Knowing Booze Causes Cancer Inspires People to Cut Down

Most effective ad at motivating people to reduce their drinking shows cancer mutations
By Jenn Gidman,  Newser Staff
Posted Apr 20, 2017 10:04 AM CDT

If you want to get people to stop boozing it up, don't show them images of glasses of healthy, sparkling water instead of beer—show them an ad that illustrates how too many cocktails can cause cancer to course through their bodies, the Guardian reports. That's the finding of a new study published in the BMJ Open journal that examined English-language alcohol ads to identify which ones proved best at inspiring drinkers to cut down. Researchers tapped a pool of 2,174 Australian adults ages 18 to 64 who drink alcohol at least one or two days a week.
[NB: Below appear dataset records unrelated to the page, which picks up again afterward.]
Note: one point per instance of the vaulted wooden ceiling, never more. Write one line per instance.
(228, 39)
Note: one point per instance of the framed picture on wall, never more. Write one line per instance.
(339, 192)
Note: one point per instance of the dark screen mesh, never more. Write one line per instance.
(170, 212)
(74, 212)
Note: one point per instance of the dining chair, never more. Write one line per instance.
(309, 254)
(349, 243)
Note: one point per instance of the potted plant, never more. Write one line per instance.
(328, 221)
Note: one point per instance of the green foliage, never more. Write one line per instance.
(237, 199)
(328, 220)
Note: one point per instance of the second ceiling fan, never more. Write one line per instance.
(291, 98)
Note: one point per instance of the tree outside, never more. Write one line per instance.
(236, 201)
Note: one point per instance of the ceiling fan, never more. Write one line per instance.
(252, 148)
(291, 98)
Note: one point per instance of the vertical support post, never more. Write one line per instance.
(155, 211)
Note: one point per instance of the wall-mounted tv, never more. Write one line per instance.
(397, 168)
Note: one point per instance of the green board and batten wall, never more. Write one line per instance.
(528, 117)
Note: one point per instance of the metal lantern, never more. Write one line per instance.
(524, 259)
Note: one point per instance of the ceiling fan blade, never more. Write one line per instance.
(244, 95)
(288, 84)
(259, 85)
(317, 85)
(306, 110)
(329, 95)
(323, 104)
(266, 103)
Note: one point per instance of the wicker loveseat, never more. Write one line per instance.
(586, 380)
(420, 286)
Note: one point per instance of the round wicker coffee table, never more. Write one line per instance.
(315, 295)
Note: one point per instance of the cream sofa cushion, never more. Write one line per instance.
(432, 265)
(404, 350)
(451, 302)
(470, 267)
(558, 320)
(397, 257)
A total of 83 ads were shown, and the subjects were instructed to note after viewing each one how motivated they were to reduce their drinking on a scale from one to five, with "one" counting as an unmotivated "Nah, I'm good," and "five" as "Take the key to my liquor cabinet and bury it, please."
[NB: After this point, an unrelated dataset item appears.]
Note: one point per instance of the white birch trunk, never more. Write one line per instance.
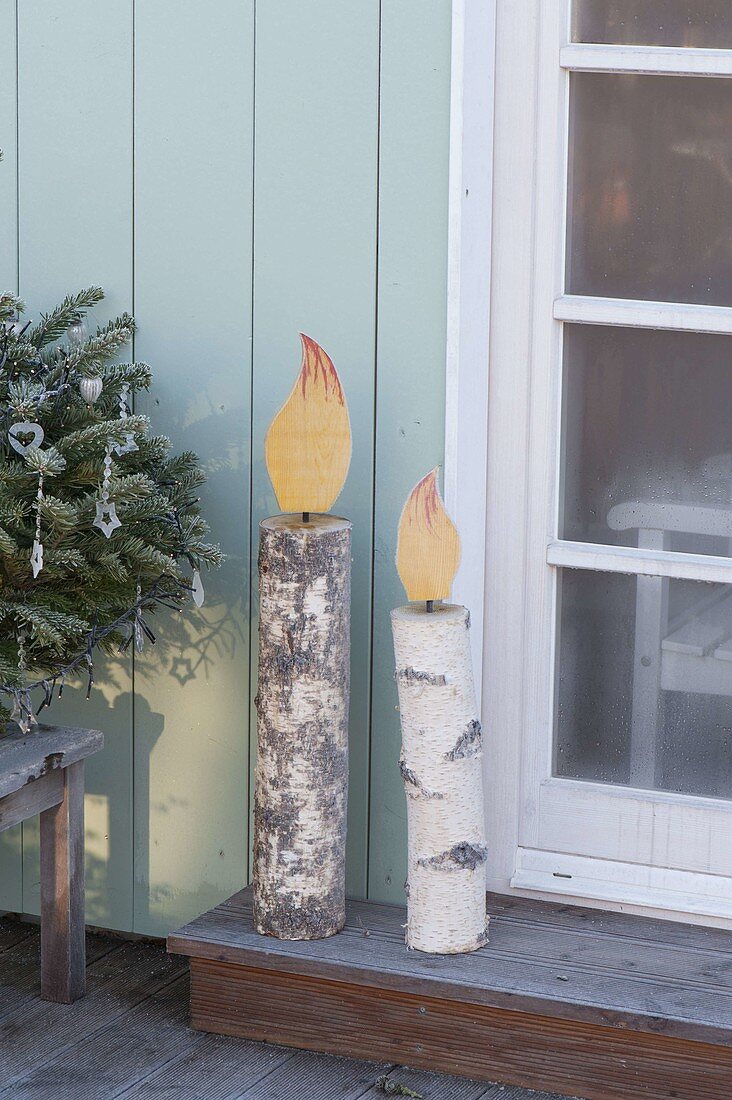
(440, 765)
(302, 704)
The most effective ad: "Spread," a 30-second video created by the Western Australian government a few years ago that shows the cancerous mutations wrought after alcohol gets into one's bloodstream. The dud: that ad pushing water over beer. Cancer Council Victoria CEO Todd Harper tells the Guardian that "Spread" may have made an impact because folks simply don't know alcohol is a Group 1 carcinogen, the most dangerous category. Even though Fergus Taylor, the director of Alcohol Beverages Australia, calls the "Spread" ad "scaremongering," Harper notes "every drink" ups one's chance of getting cancer, including that of the mouth, liver, and bowel. What these findings should do is spur campaigns that maximize the public's awareness of alcohol so they can cut their cancer risk, Harper says, per Mumbrella. (A study says alcohol can be directly tied to seven cancers.)